But this minister, instead of adding to our strength, by restoring to its full vigour the civil branch of our constitution, was then treacherously adding to its decay, by elevating the principal borough holders to the peerage, and thus rendering the House of Commons more and more dependent upon the House of Lords, more and more a shadow and mockery of popular representation; and instead of augmenting our military energies, by fully restoring the military branch of the constitution, he left that as he found it, treacherously sacrificed to court policy; since which, as the urgent demands of war caine upon him, he substituted for a revival in this respect of the constitution, his tricking dishonourable plans, which gave such just offence to our commanders of militia; as well as his other unconstitutional novelty, for converting all the parish officers in the kingdom into serjeants and crimps for raising a mercenary army; a project which has deservedly been the object of satire and ridicule.

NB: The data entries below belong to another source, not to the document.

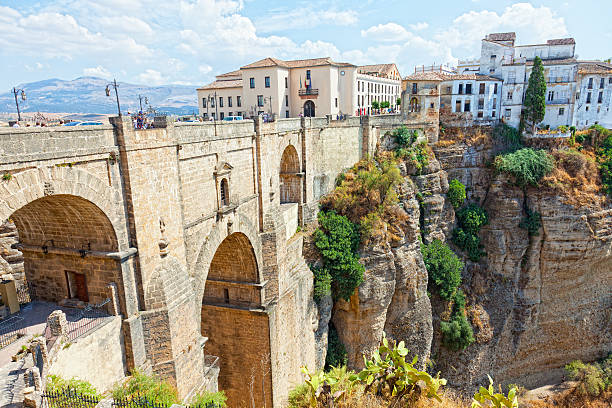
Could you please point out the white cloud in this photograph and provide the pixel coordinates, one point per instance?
(531, 24)
(386, 32)
(419, 26)
(98, 71)
(151, 77)
(204, 69)
(304, 18)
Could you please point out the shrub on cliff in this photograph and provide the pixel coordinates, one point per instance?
(337, 239)
(593, 379)
(465, 236)
(528, 166)
(404, 137)
(457, 333)
(532, 222)
(322, 282)
(336, 352)
(456, 193)
(443, 267)
(365, 194)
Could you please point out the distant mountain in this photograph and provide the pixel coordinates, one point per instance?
(86, 95)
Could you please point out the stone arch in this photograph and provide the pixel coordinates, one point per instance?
(239, 223)
(290, 180)
(65, 229)
(309, 109)
(32, 184)
(235, 323)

But notwithstanding the treachery of the minister in going to war, without at the same time restoring the constitutional energies of our government, civil and military, yet, compared with all the nations under the old governments of Europe, England had at that period in her bosom so much of the spirit of liberty, as in comparison with them, gave her a far more energetic character; and her commerce gave her a navy and wealth; so that she was still too great and too formidable to be driven into a war against her will. What but a very short time antecedent to the war was her power compared with that of France, we have already seen, by the fearful, anxious, secret embassy from the French to the English court; and what the minister thought of the power of France, at the time he joined the confederacy,we may understand from the threats and the boasts of which he was then so lavish; as well as

from the schemes of dismemberment and partition, and even of subversion and political annihilation, then so much talked of; from whence, and from all the circumstances of the case, including the frauds complained of by Lord Stanhope, and the whole of the supercilious and insolent treatment of the ambassador Chauvelin, the pretence that England, comparatively great and powerful as she was, could not avoid the war without dishonour, must be rejected with indignation, as the most daring falsehood ever attempted to be imimposed upon mankind.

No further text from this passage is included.